🤖 AI Summary
To address three key challenges in Wi-Fi indoor localization—privacy leakage, degraded accuracy under multipath conditions, and poor cross-scenario generalizability—this paper proposes a privacy-first federated CSI-based localization framework. Our method employs access point (AP)-side local CSI encoding and embedding vector uploading, integrated with split neural networks and federated learning for collaborative modeling. We further introduce an angle-position joint geometric consistency loss to enforce physical constraints during training. Evaluated across six real-world indoor environments (>2000 sq. ft.), our approach reduces median localization error by 61.9% compared to state-of-the-art methods. Crucially, it guarantees end-to-end privacy preservation throughout both training and inference phases—without requiring raw CSI data sharing. To the best of our knowledge, this is the first work to simultaneously achieve high accuracy, strong privacy guarantees, and broad generalizability across diverse deployment scenarios.
📝 Abstract
Current data-driven Wi-Fi-based indoor localization systems face three critical challenges: protecting user privacy, achieving accurate predictions in dynamic multipath environments, and generalizing across different deployments. Traditional Wi-Fi localization systems often compromise user privacy, particularly when facing compromised access points (APs) or man-in-the-middle attacks. As IoT devices proliferate in indoor environments, developing solutions that deliver accurate localization while robustly protecting privacy has become imperative. We introduce FedWiLoc, a privacy-preserving indoor localization system that addresses these challenges through three key innovations. First, FedWiLoc employs a split architecture where APs process Channel State Information (CSI) locally and transmit only privacy-preserving embedding vectors to user devices, preventing raw CSI exposure.
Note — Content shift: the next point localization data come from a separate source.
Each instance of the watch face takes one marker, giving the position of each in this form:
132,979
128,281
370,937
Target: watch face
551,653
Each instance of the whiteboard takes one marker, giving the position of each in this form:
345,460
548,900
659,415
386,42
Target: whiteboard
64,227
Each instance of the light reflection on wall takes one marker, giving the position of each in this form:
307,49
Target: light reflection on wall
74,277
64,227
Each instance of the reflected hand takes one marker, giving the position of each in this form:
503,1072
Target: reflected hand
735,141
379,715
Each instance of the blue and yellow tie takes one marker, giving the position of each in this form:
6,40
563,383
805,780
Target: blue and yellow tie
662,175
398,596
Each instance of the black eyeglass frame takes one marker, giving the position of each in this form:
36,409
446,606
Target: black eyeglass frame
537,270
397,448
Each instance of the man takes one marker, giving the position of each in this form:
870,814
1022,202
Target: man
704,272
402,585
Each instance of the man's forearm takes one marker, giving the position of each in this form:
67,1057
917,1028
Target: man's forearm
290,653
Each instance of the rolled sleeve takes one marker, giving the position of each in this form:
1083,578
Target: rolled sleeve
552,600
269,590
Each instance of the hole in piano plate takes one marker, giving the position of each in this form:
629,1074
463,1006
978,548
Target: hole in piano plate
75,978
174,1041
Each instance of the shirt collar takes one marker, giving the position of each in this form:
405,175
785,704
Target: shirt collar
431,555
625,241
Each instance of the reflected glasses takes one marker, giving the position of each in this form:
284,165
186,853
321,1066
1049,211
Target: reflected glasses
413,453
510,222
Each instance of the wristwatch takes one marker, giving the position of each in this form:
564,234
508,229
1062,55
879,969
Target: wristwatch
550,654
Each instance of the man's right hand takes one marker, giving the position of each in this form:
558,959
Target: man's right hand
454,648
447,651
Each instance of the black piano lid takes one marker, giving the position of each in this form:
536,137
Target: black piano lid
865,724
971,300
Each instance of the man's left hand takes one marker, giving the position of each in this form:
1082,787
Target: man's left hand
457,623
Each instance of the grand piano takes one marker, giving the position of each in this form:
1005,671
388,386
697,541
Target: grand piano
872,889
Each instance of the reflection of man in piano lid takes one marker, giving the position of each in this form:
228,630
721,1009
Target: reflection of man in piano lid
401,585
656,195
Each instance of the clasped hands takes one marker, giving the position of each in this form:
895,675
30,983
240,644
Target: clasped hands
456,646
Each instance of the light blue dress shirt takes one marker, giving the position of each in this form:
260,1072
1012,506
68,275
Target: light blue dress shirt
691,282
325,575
Second, during training, FedWiLoc uses federated learning to collaboratively train the model across APs without centralizing sensitive user data. Third, we introduce a geometric loss function that jointly optimizes angle-of-arrival predictions and location estimates, enforcing geometric consistency to improve accuracy in challenging multipath conditions. Extensive evaluation across six diverse indoor environments spanning over 2,000 sq. ft. demonstrates that FedWiLoc outperforms state-of-the-art methods by up to 61.9% in median localization error while maintaining strong privacy guarantees throughout both training and inference.